Hollywood and Halloween Treats, October 30, 2011

October 31, 2011 at 11:07 pm | Posted in Concerts | Leave a comment

On the night of October 30, the Indiana Wind Symphony put on its annual Halloween concert, with band member and many audience members in costume. This year, the theme was “Hollywood & Halloween Treats.”

This is always one of my favorite concerts — part pops , part serious music, all fun. On the pops end was music from Toy Story 2, Raiders of the Lost Ark, Wicked, and Star Wars. On the more serious side was Donald Gillis’s January February March, Offenbach’s Orpheus in the Underworld Overture (transcribed by Clark McAlister), Eric Whitacre’s Ghost Train, and a new piece from Butler University’s Composer-in-Residence Michael Schelle called The End of the World.

Most of those pieces have been played over and over by bands around the world; not so with Schelle’s The End of the World. The idea of this piece was inspired by the apocalyptic writings of Nostradamus and the whole end-of-the-Mayan-calendar thing due in December 2012. But the main inspiration came from something more unexpected: the tsunami that devastated Japan in March of this year.

The piece comprises three movements: The Exhausted Sun, Bullet Train from Hell, and After Afterlife. As you might imagine, the piece is tense and intense. Walls of sound like unstoppable waves crash over the audience.

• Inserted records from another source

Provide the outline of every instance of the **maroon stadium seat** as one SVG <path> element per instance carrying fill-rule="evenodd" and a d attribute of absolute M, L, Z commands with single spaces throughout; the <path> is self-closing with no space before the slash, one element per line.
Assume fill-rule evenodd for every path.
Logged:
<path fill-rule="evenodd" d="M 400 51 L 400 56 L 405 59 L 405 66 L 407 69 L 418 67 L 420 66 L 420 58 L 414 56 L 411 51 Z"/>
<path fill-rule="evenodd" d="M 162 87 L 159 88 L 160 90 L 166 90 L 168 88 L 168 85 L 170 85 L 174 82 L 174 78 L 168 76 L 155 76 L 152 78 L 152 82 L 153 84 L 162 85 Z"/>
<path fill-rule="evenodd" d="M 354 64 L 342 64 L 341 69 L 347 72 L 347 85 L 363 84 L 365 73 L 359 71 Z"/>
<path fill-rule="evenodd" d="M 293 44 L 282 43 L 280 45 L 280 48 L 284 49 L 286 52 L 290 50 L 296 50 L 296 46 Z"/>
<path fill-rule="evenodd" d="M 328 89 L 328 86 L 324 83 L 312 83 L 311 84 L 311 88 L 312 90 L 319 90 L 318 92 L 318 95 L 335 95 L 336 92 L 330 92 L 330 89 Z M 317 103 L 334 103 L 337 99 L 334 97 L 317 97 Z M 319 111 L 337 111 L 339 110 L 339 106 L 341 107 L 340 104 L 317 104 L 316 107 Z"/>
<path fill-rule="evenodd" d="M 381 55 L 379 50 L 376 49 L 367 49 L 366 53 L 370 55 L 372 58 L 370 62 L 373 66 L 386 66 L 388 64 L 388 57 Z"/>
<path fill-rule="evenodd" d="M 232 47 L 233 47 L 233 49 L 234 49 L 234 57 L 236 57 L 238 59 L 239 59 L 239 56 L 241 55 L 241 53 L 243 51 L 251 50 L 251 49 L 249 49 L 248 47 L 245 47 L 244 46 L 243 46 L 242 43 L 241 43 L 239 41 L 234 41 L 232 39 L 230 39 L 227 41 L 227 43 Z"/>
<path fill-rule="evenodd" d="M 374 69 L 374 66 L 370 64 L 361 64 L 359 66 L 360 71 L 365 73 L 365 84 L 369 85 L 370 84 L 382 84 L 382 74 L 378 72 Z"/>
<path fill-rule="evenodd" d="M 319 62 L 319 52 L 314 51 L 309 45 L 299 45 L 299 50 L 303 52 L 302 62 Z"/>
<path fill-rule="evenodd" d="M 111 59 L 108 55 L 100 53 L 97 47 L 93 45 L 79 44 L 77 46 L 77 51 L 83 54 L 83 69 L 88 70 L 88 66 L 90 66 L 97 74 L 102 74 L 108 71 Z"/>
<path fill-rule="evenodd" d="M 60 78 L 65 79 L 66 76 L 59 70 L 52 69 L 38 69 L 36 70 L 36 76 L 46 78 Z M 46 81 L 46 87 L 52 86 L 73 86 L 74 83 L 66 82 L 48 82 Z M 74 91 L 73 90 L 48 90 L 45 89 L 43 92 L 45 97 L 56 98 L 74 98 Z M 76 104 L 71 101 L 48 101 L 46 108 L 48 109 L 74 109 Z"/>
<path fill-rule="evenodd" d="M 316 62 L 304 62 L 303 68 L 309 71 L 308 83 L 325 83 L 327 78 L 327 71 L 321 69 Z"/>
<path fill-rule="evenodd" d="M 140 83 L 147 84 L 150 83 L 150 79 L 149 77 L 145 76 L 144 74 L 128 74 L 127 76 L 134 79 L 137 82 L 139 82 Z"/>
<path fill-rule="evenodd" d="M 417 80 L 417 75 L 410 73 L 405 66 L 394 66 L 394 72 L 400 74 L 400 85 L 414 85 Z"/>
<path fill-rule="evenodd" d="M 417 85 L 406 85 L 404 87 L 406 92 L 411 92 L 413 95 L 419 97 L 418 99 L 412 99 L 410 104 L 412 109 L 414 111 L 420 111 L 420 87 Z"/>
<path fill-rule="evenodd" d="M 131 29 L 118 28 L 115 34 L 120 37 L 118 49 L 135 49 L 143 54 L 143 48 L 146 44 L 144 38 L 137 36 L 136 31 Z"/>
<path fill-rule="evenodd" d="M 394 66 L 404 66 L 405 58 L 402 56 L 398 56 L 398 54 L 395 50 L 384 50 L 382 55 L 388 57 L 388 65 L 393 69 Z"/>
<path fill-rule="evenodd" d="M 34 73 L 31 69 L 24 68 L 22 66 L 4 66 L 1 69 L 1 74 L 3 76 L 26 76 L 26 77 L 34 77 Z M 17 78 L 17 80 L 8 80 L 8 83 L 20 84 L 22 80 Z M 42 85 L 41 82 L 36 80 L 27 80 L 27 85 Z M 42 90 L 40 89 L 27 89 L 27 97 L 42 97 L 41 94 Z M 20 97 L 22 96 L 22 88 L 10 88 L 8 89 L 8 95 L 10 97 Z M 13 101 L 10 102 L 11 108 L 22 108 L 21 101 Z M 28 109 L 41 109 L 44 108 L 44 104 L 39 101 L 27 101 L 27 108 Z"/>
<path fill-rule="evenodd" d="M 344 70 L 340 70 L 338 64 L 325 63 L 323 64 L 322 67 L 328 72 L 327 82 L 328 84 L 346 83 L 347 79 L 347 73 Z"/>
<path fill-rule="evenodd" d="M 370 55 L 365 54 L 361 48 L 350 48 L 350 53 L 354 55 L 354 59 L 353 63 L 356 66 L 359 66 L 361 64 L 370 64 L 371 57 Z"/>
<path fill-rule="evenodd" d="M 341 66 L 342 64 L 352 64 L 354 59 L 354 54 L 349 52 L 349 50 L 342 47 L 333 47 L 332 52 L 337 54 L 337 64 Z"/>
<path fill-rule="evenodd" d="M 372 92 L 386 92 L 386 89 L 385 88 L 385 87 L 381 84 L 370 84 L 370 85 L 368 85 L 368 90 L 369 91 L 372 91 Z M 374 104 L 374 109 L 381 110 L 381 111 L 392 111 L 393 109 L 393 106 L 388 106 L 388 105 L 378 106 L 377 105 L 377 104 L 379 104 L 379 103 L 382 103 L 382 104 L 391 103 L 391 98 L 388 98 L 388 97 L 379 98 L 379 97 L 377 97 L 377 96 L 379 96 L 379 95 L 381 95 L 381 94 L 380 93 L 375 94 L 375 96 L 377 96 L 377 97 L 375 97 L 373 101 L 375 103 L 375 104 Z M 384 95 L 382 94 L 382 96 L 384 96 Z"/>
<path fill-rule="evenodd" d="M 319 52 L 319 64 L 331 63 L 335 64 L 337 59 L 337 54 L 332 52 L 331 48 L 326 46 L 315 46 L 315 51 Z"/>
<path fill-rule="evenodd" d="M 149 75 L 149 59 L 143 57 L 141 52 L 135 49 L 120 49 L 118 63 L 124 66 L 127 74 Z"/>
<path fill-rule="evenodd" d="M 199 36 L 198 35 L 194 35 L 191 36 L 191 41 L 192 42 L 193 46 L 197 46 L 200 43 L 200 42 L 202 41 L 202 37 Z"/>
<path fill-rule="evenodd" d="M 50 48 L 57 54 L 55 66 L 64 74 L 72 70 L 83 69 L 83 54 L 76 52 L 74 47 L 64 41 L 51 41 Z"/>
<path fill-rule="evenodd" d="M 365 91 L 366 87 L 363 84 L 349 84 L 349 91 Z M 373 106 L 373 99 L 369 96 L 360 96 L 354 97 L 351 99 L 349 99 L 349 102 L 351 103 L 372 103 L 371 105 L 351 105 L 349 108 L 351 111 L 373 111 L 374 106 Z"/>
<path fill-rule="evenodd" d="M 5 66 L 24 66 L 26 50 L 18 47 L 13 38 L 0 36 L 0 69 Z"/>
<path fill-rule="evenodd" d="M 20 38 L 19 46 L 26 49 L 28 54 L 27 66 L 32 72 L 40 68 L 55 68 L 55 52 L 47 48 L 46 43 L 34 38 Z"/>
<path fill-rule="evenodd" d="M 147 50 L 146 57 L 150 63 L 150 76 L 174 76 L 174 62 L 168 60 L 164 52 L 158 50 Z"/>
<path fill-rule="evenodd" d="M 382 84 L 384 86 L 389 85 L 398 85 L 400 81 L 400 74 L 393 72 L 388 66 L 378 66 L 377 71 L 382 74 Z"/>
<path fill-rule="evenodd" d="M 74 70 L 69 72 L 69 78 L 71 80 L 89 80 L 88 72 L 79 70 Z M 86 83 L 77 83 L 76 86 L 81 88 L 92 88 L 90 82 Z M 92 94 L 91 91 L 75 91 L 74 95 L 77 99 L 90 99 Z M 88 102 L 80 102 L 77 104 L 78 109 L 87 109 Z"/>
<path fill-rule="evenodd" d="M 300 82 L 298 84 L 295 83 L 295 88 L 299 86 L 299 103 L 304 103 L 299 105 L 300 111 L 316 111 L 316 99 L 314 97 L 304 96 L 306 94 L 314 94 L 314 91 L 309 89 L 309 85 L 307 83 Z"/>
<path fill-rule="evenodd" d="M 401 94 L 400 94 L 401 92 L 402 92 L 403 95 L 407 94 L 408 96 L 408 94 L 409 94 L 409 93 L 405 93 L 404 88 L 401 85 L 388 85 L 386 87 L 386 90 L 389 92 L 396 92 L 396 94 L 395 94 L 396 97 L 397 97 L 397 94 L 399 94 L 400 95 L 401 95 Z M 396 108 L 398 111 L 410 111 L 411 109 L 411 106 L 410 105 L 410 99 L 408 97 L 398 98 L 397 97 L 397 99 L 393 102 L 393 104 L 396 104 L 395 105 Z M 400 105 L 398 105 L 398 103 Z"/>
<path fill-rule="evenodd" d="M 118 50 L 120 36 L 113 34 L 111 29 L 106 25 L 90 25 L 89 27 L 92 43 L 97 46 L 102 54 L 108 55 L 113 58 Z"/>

Unexpected eddies swirl and twist like rushing water, like solar flares, like time. It’s so intense that, if you think too much about what it represents, it might be too much to listen to.

But then, in the third movement, the dissonances slowly resolve to something calmer and more stable. The waves recede, and the sun pokes through. All around, the evidence of cataclysm and death is still apparent, but so is the sunlight, and hope. The piece ends with the singing of angels.

The End of the World is one of those pieces that you have to hear live, and if you get the opportunity, you should.